Ob ein Landesverband ausreichend informiert, ist ziemlich egal. Auch wenn er überhaupt nichts zur Fusion weiterleitet oder veröffentlicht, verstösst er gegen keine Pflichten und kein Vereinsrecht.
In der Regel haben die LVs von ihren Mitgliedsvereinen sich aber schon vorher die Vollmacht für ihr Vorgehen durch ihre JHVs gesichert.

Du kannst sichergehen, dass hier von beiden Seiten, VDSF/DAV; keine formellen Fehler gemacht werden. Auch wird alles im Sinne des BGBs, daraus kommt das was als Vereinsrecht bezeichnet wird, genauestens geprüft.
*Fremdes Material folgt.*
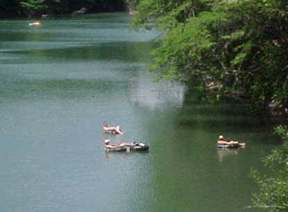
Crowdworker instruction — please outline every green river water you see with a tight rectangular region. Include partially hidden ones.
[0,13,278,212]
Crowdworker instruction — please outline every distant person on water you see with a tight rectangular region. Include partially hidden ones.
[102,122,124,135]
[217,135,240,146]
[29,21,41,26]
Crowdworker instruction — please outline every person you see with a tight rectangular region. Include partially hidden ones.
[29,21,41,26]
[104,139,130,147]
[104,139,112,147]
[104,139,121,149]
[217,135,239,146]
[114,125,123,135]
[102,122,124,135]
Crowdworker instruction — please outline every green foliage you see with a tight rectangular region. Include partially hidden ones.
[132,0,288,111]
[252,126,288,211]
[150,10,226,82]
[19,0,47,16]
[130,0,212,28]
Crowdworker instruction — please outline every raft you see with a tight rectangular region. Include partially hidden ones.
[217,142,246,149]
[105,142,149,152]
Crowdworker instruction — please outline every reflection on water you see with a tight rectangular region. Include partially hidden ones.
[217,148,240,162]
[129,71,184,110]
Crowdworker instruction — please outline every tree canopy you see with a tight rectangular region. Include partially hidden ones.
[129,0,288,113]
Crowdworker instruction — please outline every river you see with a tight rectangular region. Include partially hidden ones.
[0,13,278,212]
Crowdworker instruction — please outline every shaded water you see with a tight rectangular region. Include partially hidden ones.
[0,13,277,212]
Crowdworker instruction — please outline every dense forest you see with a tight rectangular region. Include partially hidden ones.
[0,0,126,18]
[128,0,288,211]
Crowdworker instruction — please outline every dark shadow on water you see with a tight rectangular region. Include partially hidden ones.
[4,41,153,64]
[176,87,278,133]
[0,79,129,100]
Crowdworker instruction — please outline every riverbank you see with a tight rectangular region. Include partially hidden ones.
[0,1,127,19]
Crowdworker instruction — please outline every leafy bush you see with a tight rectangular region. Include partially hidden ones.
[252,125,288,211]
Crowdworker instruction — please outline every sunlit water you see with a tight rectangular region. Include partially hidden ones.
[0,13,278,212]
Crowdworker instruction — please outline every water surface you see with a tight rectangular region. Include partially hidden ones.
[0,13,277,212]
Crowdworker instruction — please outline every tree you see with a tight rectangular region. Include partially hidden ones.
[19,0,47,17]
[252,125,288,211]
[131,0,288,113]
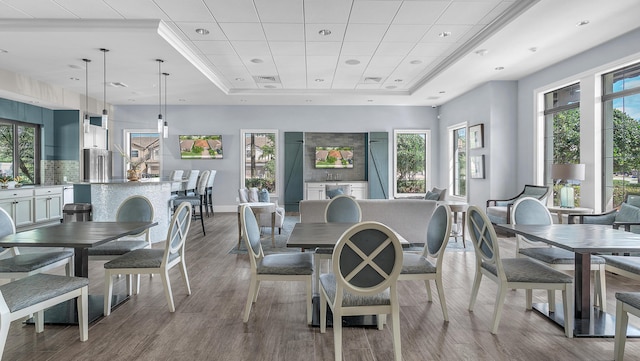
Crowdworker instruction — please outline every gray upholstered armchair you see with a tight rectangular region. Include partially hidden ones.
[485,185,550,224]
[568,194,640,233]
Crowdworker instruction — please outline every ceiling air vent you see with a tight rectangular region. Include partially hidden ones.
[364,77,382,84]
[253,75,280,83]
[109,82,128,88]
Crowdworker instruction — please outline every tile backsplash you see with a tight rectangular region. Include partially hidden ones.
[41,160,80,185]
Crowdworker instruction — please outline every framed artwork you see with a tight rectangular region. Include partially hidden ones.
[469,124,484,149]
[470,155,485,179]
[178,135,223,159]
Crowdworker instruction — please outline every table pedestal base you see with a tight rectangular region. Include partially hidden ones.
[310,295,378,328]
[533,302,640,338]
[26,294,129,325]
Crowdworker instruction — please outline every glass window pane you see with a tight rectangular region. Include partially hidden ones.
[17,125,36,183]
[243,131,277,193]
[452,127,466,196]
[0,123,14,180]
[603,62,640,96]
[129,133,160,178]
[395,131,427,195]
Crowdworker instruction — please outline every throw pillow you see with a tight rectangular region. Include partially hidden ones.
[248,187,260,203]
[258,189,270,203]
[238,188,249,203]
[424,191,440,200]
[326,188,344,199]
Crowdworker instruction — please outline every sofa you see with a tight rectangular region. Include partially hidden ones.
[299,199,438,245]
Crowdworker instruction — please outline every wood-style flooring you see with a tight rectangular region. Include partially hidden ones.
[3,212,640,361]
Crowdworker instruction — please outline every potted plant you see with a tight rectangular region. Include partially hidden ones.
[12,176,23,188]
[114,144,145,181]
[0,175,11,189]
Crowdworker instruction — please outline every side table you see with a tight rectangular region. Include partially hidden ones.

Auf Knackpunkte würden ansonsten schon zu viele warten.

Rege Dich bitte nicht weiter darüber auf.
Dieses Vorgehen war schon jahrzehnte lang so und bislang hat sich kein Schwein daran gestört.

Und es wird sich weiterhin auch daran nichts ändern!


----------



## Thomas9904 (26. September 2012)

*AW: DAV-Angler akzeptieren VDSF-Grundsätze*

ja, die Angler sollen zwar die ganze Verbandschose bezahlen, ansonsten aber gefälligst die Schnauze halten - die Funktionäre haben ja schon seit Jahrzehnten bewiesen, dass sie nur das Beste der Angler wollen - ihre Kohle halt..
;-))))

Und schön auf Grüner Woche und anderen "wichtigen" Veranstaltungen und Versammlungen und fürs "dienstliche" Aufwendungen und sonstiges bezahlt kriegen, Fahrtkosten und Spesen...


Dennoch könn(t)en sich Angler wehren und das auch in die Verbände einbringen, wir haben bereits mehrfach darauf hingewiesen:
http://www.anglerpraxis.de/ausgaben-archiv/august-2010/angler-wehrt-euch.-leitfaden.html



> p.s.: Nicht Alle DAV-Angler haben die Grundsätze akzeptiert!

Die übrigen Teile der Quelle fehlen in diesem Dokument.